Erano davvero belle serate, in
un inverno milanese freddo come ormai solo nei ricordi e, quando il
clarinetto attaccava la sua frase nel Preludio, sembrava già di essere
condotti per mano sulla Piazza Rossa (la scena si apre là) a provare
ancor più freddo.
La produzione fu "trainata" da un successo
vivissimo: quello del concerto tenuto in giorno prima da Orchestra e
Coro del Mariinskij-Kirov, sempre sotto la bacchetta di Gergiev
(programma: Nevskij e Quadri). Le notti bianche erano a Milano,
insomma; e in bianco erano quelle di chi faceva la fila al freddo per
prendersi il biglietto. Ne valse davvero la pena perché l'ascolto
sinfonico fu entusiasmante e gli applausi non finivano più. Nostalgia
adesso (molta!) del rapporto instauratosi all'epoca - a qualche anno di
distanza dal crollo dell'URSS - con istituzioni, cultura e storia russa
che facevano visita regolare all'Italia sul suo massimo palcoscenico;
quanto alla realtà presente delle relazioni fra Occidente e Russia fate
voi il confronto.
Tanto più che lo spettacolo era proprio quello
consumato da anni ed anni sulle tavole del Kirov: colori vivaci a metà
fra Repin e technicolor russo, fondali dipinti e scenotecnica d'antan.

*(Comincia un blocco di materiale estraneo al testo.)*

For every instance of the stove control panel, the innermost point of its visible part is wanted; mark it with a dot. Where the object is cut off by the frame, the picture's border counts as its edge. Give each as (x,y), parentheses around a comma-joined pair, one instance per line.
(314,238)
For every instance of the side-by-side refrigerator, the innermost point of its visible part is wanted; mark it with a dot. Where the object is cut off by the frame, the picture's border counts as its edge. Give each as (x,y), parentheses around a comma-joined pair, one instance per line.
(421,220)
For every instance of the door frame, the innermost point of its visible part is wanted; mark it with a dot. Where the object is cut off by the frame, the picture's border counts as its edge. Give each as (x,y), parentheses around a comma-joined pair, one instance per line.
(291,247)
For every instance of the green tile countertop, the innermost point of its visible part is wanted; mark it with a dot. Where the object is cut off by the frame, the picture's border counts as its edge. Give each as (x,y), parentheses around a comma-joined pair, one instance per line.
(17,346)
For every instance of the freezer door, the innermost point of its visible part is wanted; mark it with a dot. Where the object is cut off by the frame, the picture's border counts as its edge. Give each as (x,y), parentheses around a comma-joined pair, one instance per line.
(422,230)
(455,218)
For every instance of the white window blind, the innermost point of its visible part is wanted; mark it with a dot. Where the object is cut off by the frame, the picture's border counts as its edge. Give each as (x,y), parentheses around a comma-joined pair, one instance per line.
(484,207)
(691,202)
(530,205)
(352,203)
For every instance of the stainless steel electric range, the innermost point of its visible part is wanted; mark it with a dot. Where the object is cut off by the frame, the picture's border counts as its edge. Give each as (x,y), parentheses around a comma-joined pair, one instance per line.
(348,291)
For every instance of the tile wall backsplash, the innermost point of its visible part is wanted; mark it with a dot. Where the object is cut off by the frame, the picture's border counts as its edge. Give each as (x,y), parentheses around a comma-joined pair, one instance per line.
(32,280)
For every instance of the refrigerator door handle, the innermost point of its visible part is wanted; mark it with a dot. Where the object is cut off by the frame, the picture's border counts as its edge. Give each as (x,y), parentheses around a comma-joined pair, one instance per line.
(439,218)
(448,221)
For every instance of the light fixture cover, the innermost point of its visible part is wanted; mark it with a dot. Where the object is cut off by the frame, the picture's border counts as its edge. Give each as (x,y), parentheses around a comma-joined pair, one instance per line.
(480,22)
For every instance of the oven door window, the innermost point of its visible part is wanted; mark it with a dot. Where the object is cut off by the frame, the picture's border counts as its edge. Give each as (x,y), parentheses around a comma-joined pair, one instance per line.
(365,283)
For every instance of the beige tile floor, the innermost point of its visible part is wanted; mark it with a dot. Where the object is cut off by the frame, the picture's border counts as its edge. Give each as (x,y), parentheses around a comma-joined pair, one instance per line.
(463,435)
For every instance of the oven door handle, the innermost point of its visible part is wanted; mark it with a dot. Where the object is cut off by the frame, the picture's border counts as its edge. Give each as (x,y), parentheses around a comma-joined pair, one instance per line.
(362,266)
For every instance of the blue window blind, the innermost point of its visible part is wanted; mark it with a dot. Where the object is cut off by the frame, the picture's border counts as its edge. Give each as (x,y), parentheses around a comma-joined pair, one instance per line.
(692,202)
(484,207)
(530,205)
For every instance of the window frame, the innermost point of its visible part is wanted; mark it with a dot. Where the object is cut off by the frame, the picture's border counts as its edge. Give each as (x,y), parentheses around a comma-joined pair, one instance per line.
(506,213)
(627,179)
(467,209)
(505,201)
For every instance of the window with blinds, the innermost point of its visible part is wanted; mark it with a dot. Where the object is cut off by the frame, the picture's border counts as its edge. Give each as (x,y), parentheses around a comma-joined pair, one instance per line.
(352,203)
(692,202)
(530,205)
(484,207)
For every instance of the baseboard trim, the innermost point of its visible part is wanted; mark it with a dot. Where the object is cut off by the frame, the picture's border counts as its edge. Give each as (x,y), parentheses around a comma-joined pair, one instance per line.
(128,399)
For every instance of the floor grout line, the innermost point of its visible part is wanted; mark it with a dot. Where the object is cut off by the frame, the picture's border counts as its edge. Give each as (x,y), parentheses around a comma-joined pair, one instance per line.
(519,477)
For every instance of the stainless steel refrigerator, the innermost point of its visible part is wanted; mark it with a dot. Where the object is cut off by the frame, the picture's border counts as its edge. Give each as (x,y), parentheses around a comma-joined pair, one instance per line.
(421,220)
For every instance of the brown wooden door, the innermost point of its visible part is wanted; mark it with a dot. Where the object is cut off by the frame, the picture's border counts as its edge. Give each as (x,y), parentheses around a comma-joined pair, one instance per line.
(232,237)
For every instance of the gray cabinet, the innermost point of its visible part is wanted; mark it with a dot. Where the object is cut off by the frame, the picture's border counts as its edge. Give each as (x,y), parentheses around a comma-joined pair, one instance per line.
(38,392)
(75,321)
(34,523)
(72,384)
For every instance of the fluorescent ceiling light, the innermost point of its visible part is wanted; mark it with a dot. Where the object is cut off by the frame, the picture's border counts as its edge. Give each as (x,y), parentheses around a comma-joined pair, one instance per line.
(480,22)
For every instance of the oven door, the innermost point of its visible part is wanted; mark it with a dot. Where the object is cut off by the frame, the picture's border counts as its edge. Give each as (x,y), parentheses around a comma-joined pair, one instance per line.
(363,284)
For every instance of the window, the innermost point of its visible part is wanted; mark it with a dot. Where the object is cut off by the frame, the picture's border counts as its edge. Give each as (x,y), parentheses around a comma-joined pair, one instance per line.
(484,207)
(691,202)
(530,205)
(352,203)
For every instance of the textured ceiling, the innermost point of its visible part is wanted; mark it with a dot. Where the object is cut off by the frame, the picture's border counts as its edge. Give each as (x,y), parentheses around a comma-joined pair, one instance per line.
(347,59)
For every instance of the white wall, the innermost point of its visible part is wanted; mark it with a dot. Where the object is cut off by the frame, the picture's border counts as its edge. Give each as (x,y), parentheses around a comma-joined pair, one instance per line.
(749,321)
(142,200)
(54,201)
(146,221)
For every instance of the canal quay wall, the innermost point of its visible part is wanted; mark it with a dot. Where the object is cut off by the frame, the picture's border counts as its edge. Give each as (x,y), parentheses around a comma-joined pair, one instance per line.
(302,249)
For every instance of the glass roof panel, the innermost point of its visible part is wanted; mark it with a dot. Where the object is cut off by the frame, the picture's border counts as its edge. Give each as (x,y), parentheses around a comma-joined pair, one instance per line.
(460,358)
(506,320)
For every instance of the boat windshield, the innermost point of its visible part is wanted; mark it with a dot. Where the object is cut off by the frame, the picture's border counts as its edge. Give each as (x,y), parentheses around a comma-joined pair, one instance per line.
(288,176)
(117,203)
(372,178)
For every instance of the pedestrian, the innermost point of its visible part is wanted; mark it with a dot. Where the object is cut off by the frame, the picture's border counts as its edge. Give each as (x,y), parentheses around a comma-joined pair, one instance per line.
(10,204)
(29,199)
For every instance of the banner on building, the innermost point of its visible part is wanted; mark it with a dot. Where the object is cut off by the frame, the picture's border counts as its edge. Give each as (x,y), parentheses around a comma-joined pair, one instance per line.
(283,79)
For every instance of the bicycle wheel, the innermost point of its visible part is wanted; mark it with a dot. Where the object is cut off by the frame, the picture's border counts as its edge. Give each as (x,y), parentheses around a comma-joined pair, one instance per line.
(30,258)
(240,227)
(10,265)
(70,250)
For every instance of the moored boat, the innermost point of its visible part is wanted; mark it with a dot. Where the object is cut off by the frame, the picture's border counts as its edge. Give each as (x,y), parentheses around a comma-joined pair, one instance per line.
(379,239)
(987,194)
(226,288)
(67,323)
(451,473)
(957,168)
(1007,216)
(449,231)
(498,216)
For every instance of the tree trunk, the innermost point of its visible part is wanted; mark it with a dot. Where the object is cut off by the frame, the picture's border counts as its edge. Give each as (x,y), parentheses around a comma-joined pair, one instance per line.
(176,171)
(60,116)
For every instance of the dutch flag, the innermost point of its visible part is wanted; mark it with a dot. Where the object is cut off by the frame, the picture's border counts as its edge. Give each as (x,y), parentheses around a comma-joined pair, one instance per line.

Era come essere là senza muoversi da casa.
Gergiev guadagnava il
podio (vidi quattro recite) sempre in ritardo di 6-7 minuti. Per la
Scala un'enormità; le ragioni si bisbigliavano fra le maschere
dell'anticamera di palcoscenico.
Siccome Chovanščina, con
l'orchestrazione sontuosa e materica di Šostakovič, è sì opera di cori
ma altrettanto di cantanti con risorse cospicue e canto buono e
possibilmente anche bello, il successo era diviso fra compagini
scaligere (alcune signore, con ancora in testa le note del Concerto,
credettero che Coro e Orchestra fossero sempre quelle russe, tanto il
suono era stato plasmato in quel senso da Gergiev) ed interpreti come la
Diatkova, Galusin e Grigorian. All'ingresso in scena la voce di
Burchuladze testimoniava, a chi non lo sapesse, cosa s'intende per
“mezzi imponenti”.
L'istante dell'omicidio di Ivan Chovanskij
lasciava tutti letteralmente a bocca aperta, forse perché non c'erano i
sopratitoli a “distrarre” e in qualche misura a suggerirlo. Il tutto,
infatti, avveniva con rapido e inatteso effetto teatrale.
Non altrettanto successo arrise, sempre a Milano qualche anno dopo, al Boris Godunov.
[dopo la recita]
Con gli anni la direzione di
Gergiev mi sembra diventata più asciutta, meno evocativa nei colori ma
di teatralità meglio ricercata. Nel cast si distingue Stanislav Trofimov per un Dosifej di spiritualità umanamente rassegnata.
Davvero d'altro valore, guardandola ancora una volta, la regia viennese di Kirchner (1989) per la Chovanščina diretta da Abbado, col finale raggelante e oltremondano immerso nella luce bianca che spalanca un abisso.
Stravinsky lo scrisse in un anno magico: 1913. Anche sulla scena quel finale fu da antologia, sintesi di quando il pensiero incontra
l’immagine e il teatro; una
produzione che resta fondamentale per capire l'opera. Poco davvero a
che spartire con la regia di Martone laddove ha assemblato pigramente
situazioni a metà tra softcore e telegiornale che non scalderebbero
neppure i dentisti del mercoledì sera al cinema e che su un palcoscenico
restano (come già nella Cena delle beffe) inserti fra parentesi: un
vorrei ma non riesco privo di effetto teatrale.